I remember when I was moving out of the Catrina house to move across the lake in with my husband’s parents, I had this feeling that life’s current was moving me in a direction and I wasn’t quite sure what was going on as things were just happening so fast. I cried a blue streak when my washing machine was loaded on the truck – I can’t explain it, it was the same meltdown I had right before and after each marriage I had. The first marriage was the washing machine, the second was over an emerald ring that I ended up giving to my sister, and the third was over a dress that I wanted to buy for my wedding. It was sort of this guts out cry fest and really now I know what might have been the problem – FEAR.
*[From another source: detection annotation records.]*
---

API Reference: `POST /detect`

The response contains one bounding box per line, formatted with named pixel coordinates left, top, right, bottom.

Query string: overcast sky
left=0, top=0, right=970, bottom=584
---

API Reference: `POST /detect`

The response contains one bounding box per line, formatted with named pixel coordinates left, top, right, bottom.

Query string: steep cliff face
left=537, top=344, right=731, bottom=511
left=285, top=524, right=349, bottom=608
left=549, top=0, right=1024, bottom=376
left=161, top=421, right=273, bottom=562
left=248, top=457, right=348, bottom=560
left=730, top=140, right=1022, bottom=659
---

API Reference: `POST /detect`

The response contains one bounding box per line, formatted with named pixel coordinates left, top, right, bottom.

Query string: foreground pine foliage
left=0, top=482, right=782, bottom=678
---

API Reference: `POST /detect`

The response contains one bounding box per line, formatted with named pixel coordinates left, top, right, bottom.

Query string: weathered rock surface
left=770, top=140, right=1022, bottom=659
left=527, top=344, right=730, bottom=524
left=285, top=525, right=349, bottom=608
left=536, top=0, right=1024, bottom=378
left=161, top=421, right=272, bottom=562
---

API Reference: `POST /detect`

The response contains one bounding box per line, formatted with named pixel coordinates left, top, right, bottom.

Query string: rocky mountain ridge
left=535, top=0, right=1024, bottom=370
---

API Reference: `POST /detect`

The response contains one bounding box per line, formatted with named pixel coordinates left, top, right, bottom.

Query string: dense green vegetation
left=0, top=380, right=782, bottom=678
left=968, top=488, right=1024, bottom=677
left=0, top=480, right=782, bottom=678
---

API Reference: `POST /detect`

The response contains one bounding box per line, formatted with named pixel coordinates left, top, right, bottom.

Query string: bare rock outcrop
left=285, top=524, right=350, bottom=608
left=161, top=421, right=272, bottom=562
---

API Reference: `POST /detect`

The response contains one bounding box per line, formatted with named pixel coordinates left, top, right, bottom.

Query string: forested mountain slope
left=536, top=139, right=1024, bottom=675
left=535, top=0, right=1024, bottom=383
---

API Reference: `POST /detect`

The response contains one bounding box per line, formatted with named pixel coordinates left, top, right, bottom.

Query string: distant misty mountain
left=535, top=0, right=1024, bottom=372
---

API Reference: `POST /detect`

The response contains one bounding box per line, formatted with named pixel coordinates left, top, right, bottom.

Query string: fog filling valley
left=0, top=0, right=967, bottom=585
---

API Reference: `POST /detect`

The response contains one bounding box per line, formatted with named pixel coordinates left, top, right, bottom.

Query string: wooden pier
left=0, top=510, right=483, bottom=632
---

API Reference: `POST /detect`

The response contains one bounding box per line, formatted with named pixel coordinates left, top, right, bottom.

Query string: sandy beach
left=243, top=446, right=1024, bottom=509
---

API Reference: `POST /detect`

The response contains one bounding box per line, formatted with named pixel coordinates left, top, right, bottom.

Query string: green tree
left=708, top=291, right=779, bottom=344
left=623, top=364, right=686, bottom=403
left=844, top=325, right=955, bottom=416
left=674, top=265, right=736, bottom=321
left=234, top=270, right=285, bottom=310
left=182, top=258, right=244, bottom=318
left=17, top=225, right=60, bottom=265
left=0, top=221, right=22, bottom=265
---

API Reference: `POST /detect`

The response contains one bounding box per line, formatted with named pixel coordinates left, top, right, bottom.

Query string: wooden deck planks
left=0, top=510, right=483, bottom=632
I rode down Canal Boulevard back to the bayou and by that time the Marathon was calming down a bit. The day was sunny and cool and I was in a mood of something, something like the full moon is want to bring out of all of us, a sort of reckless abandoning of all the lessons learned in the past and a comfort that I don’t have to have a tantrum but actually say, that bothers me. I don’t like that. This makes me feel uncomfortable. There are some benefits to maturity after all.